農園の名の通り、ご両親との家族経営。8年前に家業を継ぎ、ここ北条町を拠点に水耕栽培のトマト、米、季節野菜を生産している。「息子が継いでくれて、嬉しいに決まってるやろ!」と朝から威勢のいいお父さん。隣でお母さんが、声を立てて笑いながら出荷作業を行う。なんとも賑やかな家族の光景が広がっていた。
環境に配慮した水耕栽培
メインの作物は水耕栽培のミニトマト。33年前に、父が当時最先端といわれた技術をいち早く導入。海外からも視察が訪れるなど、施設は話題になったという。
栽培には土を使わない。根圏にたっぷりの液肥を常に流す。根を自由にさせることで栄養吸収が活発になり、生育が良くなる仕組み。液肥とともに流れる水は施設の外には排出させず、タンクで綺麗にして循環させる。味や効率だけでなく、自然環境にも配慮を欠かさない。

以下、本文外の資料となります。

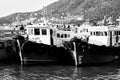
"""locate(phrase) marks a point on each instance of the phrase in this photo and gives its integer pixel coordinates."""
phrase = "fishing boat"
(8, 46)
(44, 45)
(95, 45)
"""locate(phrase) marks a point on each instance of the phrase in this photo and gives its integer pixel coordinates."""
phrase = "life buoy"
(1, 45)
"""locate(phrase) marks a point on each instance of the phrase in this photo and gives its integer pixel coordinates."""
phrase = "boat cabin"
(101, 35)
(39, 34)
(60, 36)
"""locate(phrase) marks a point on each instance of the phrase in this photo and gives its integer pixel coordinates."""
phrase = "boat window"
(90, 33)
(101, 34)
(105, 33)
(119, 32)
(97, 33)
(58, 35)
(68, 35)
(37, 31)
(94, 33)
(30, 31)
(116, 33)
(44, 32)
(62, 36)
(65, 35)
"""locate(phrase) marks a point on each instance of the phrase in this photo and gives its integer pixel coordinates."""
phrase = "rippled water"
(59, 72)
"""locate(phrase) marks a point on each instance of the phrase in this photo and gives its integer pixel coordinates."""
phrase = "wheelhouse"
(39, 34)
(101, 35)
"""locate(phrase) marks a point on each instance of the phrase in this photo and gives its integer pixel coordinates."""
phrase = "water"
(59, 72)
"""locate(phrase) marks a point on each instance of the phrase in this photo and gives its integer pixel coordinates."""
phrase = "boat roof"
(37, 26)
(101, 28)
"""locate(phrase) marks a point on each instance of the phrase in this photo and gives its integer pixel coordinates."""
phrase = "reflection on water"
(59, 72)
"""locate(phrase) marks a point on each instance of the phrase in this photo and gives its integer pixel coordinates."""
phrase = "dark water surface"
(59, 72)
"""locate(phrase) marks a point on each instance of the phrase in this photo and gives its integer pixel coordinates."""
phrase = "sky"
(8, 7)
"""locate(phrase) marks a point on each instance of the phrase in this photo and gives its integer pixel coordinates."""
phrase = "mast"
(118, 21)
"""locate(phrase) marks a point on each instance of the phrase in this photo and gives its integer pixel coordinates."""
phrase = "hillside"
(71, 9)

「環境にも人にも、できる限り安全な農業をしたいと思っているんです」と嘉昭さん。大学では水質汚染や土壌問題など、環境保全への理解を深めた。1歳になる愛娘の存在が、こうした想いをより強くさせるのだと話す。
自分の野菜は、自分で売る
大学卒業後は、青果仲卸企業に就職。全国2位の規模を誇る大阪市中央卸売市場で、流通の現場に身を置いた。家族の野菜が、どのようにして世へ届くのか。その過程を知る日々は新鮮だったが、葛藤も多かったと振り返る。
「こんなに品質の良いものが、こんなに安い価格で取引されているなんて」。市場出荷は全量買取をしてくれるメリットがあるのと同時に、生産者自身が価格を設定できない。価格は、市場相場に大きく左右されるのだ。生産者の息子としては受け入れ難い側面があった。
嘉昭さんが橋本ファミリーファームを継いで以降、野菜は卸売市場に出荷していないという。JA大阪東部の朝市や地元スーパーなど、直接取引ができる販路を開拓したのだ。
大阪農業を全国へ発信する
2018年には若手生産者グループ「大阪府4Hクラブ*連絡協議会」の会長に就任。約50年ぶりに大阪で行われる「全国農業青年交換大会」の成功に意欲を見せる。
*4Hクラブとは、農業の改良、改善をめざして活動する青年組織。4Hは腕(Hand)、頭(Head)、心(Heart)、健康(Health)の頭文字。
開催は2019年2月。準備も大詰めに近づき、一息つく暇もなく過ごす毎日だが、その表情は明るい。同世代の頑張っている姿に刺激を受けて、持ち前の負けん気が騒ぐのだという。